This article is more than 7 years old

Two newly promoted political allies of Japanese PM shown smiling alongside far-right figure Kazunari Yamada

Pictures from Japanese neo-Nazi Kazunari Yamada's website show him posing with Shinzo Abe allies
Pictures from Japanese neo-Nazi Kazunari Yamada’s website show him posing with Shinzo Abe’s internal affairs minister, Sanae Takaichi, and his party’s policy chief, Tomomi Inada. Photograph: Guardian

Last modified on Thu 30 Nov 2017 04.07 EST

Barely a week after Japan’s prime minister, Shinzo Abe, overhauled his administration amid flagging popularity, two of his senior colleagues have been forced to distance themselves from rightwing extremism after photographs emerged of them posing with the country’s leading neo-Nazi.

Sanae Takaichi, the internal affairs minister, was among a record-equalling five women selected by Abe as he attempts to make his cabinet more female voter-friendly and to increase women’s presence in the workplace.

Takaichi, an Abe ally on the right of the governing Liberal Democratic party (LDP), was pictured posing alongside Kazunari Yamada, the 52-year-old leader of the National Socialist Japanese Workers party, on the neo-Nazi party’s website.

A smiling Takaichi and Yamada appear together standing in front of a Japanese flag.
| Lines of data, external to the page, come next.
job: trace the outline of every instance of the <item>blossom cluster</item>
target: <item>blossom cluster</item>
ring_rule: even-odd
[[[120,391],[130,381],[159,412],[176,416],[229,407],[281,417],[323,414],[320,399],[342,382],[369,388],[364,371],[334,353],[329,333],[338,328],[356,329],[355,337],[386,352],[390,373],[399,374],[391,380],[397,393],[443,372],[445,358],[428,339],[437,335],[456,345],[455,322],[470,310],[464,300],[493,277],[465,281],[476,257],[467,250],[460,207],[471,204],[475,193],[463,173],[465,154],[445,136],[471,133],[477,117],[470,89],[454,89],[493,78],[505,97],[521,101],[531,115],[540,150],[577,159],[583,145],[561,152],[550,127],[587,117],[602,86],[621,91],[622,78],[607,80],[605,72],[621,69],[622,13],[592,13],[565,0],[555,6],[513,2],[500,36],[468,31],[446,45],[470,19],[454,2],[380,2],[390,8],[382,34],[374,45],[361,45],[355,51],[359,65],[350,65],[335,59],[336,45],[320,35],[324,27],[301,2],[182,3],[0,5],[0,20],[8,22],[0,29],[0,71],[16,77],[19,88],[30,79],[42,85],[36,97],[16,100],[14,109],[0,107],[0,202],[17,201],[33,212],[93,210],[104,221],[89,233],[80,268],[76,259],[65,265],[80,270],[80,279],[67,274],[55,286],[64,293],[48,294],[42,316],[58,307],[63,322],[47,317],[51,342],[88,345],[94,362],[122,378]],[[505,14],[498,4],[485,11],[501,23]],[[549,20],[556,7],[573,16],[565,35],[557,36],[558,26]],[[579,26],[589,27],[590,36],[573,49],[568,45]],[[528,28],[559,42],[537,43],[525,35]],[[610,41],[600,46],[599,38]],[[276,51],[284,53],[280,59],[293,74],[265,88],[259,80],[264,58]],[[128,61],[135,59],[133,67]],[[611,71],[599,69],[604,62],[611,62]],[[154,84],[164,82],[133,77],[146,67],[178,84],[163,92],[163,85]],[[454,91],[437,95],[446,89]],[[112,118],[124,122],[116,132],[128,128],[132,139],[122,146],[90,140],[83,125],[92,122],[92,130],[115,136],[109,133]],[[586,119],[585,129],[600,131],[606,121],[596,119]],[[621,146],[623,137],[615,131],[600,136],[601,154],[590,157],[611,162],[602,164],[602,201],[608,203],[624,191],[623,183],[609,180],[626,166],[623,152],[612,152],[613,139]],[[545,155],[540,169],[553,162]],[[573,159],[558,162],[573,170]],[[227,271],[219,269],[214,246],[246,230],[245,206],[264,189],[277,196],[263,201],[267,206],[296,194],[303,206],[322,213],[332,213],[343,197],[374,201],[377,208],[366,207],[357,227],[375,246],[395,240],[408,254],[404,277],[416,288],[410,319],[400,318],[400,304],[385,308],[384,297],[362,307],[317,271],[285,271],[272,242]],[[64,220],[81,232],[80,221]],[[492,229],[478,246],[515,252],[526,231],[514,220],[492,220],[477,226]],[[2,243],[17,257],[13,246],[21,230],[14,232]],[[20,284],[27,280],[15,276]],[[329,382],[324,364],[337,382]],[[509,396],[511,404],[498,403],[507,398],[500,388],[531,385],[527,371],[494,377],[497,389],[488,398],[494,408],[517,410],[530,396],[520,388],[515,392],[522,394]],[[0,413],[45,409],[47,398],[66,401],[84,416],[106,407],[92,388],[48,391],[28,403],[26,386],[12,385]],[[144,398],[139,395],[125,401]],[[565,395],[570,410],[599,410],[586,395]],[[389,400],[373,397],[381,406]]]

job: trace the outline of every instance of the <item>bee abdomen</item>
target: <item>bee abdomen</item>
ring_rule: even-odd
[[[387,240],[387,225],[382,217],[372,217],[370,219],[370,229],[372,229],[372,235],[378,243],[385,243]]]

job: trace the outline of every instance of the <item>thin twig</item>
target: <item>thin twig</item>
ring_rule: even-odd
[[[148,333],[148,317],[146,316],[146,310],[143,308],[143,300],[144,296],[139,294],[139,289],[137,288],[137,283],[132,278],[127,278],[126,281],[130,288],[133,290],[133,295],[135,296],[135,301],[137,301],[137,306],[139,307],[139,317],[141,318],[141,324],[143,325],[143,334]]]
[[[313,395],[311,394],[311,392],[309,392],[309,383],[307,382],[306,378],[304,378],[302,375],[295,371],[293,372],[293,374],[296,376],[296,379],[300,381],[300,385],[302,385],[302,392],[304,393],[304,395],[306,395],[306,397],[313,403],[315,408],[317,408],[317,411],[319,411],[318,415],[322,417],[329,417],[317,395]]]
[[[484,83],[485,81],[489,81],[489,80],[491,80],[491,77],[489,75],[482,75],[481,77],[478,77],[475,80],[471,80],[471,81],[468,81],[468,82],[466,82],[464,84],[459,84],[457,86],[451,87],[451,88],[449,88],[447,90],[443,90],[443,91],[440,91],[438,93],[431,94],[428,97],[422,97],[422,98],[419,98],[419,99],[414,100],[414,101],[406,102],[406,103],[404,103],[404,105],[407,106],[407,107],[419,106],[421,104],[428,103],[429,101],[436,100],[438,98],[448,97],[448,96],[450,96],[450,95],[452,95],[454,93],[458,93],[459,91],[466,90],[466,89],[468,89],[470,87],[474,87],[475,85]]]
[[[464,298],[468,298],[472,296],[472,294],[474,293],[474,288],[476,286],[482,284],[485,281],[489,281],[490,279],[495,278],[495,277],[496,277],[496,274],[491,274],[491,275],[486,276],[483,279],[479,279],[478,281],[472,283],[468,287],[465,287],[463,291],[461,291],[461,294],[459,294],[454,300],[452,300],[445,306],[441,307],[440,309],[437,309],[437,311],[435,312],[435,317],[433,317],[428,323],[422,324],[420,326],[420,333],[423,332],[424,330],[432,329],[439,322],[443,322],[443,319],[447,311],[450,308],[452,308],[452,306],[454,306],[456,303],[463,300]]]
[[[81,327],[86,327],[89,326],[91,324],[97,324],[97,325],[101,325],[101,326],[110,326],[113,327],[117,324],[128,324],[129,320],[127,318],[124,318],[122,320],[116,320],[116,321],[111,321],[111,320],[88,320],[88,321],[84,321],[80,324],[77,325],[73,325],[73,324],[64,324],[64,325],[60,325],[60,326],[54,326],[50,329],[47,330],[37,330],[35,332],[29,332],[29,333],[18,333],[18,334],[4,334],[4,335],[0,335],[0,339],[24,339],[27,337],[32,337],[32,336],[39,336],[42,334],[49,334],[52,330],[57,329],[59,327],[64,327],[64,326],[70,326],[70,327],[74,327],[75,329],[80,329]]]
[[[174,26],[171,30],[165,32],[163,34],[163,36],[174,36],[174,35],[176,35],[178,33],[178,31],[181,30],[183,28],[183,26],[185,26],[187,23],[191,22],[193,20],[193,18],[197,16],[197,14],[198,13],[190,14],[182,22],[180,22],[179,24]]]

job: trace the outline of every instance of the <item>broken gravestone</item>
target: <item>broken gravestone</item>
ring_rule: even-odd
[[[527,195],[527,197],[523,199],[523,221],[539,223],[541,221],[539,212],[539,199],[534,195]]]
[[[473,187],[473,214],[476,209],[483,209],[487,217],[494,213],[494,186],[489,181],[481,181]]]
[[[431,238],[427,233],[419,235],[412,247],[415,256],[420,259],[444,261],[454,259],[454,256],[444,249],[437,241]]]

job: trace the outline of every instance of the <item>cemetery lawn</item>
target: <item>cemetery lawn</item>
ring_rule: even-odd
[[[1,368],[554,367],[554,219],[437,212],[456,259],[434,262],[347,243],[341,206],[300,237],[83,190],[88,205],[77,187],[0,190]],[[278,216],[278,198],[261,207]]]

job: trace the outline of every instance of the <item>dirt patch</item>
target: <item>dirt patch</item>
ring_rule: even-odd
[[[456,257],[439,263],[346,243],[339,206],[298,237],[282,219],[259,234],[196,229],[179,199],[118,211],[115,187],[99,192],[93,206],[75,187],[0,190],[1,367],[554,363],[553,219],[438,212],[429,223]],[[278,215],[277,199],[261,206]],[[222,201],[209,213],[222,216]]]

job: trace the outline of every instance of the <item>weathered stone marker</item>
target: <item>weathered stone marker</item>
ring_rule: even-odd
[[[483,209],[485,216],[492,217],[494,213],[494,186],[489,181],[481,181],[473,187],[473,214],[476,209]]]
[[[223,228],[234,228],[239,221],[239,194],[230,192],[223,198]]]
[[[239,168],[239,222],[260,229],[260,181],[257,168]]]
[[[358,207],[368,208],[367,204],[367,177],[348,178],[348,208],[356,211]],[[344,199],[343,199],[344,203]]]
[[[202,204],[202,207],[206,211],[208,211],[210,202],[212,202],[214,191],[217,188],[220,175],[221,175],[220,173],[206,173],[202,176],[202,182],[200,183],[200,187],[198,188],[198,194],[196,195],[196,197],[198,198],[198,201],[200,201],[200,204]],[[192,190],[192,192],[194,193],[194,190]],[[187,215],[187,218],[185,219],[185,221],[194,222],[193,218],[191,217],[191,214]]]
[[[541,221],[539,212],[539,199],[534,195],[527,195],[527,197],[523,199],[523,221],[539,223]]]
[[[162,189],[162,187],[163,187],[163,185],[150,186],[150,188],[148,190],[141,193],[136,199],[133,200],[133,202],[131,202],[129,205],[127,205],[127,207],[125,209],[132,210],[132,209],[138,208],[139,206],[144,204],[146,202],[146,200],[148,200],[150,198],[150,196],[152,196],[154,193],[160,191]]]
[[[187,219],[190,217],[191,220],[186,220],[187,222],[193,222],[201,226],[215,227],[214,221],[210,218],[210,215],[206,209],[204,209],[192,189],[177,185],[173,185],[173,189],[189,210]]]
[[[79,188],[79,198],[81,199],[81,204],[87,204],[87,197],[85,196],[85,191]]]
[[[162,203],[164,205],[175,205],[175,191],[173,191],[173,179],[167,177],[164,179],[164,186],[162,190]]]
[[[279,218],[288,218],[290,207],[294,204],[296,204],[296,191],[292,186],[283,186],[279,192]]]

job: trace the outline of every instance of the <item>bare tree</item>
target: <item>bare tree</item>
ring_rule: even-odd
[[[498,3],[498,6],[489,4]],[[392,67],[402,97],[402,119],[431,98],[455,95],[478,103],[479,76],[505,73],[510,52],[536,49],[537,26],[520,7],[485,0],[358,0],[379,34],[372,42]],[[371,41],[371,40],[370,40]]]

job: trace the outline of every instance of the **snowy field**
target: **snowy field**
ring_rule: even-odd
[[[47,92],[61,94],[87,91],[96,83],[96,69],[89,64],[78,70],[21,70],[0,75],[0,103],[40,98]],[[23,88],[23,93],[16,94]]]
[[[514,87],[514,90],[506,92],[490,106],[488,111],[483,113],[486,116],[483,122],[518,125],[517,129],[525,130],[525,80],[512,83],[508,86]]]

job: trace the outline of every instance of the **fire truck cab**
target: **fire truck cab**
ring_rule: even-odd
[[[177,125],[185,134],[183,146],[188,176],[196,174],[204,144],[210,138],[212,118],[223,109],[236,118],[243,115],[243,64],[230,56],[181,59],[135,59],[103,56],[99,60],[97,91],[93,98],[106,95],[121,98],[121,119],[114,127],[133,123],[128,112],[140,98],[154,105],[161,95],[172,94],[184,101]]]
Yamada has voiced praise for Adolf Hitler and the September 2001 terrorist attacks on the World Trade Centre. In a YouTube video Yamada’s supporters are seen wearing swastika armbands, while he denies the Holocaust took place and criticises postwar Germany’s ban on the Nazi salute, accusing the country of being “no different from North Korea”.

Takaichi met Yamada “for talks” at her office in the summer of 2011, according to her office. Confirming the photographs were genuine, a spokesman for Takaichi claimed her office had been unaware of Yamada’s extremist views at the time.

“[He] was an assistant to an interviewer and was taking notes and photos,” a member of Takaichi’s staff told AFP. “We had no idea who he was back then but he requested a snap shot with her. [She] wouldn’t have refused such requests.”

Media coverage prompted her office to request that the photographs be removed but by then they had already been widely circulated on social media.

“It was careless of us,” the staff member said, adding that Takaichi did not share Yamada’s views “at all … it is a nuisance”.

A second photograph shows Yamada standing alongside Tomomi Inada, another close Abe ally who was given the powerful job of LDP policy chief. Inada’s office was quick to distance the MP from Yamada, whose website celebrates the “samurai spirit” and proclaims that the “sun shall rise again”, saying it would be disappointed if the photograph led people to “misunderstand what she does”.

While there is no evidence that either politician shares Yamada’s neo-Nazi ideology their appointment has fuelled accusations that Abe is taking his administration even further to the right.

Takaichi and Inada have both visited Yasukuni shrine, which honours Japan’s war dead, including 14 class-A war criminals; last week, Takaichi said she would visit Yasukuni again, this time in her role as minister. “I’ve been visiting Yasukuni as one Japanese individual, to offer my sincere appreciation to the spirits of war dead,” she told reporters. “I intend to continue offering my sincere appreciation as an individual Japanese.”

China and South Korea view politicians’ pilgrimages to the shrine as evidence that Japan has yet to atone for atrocities committed on the Asian mainland before and during the second world war.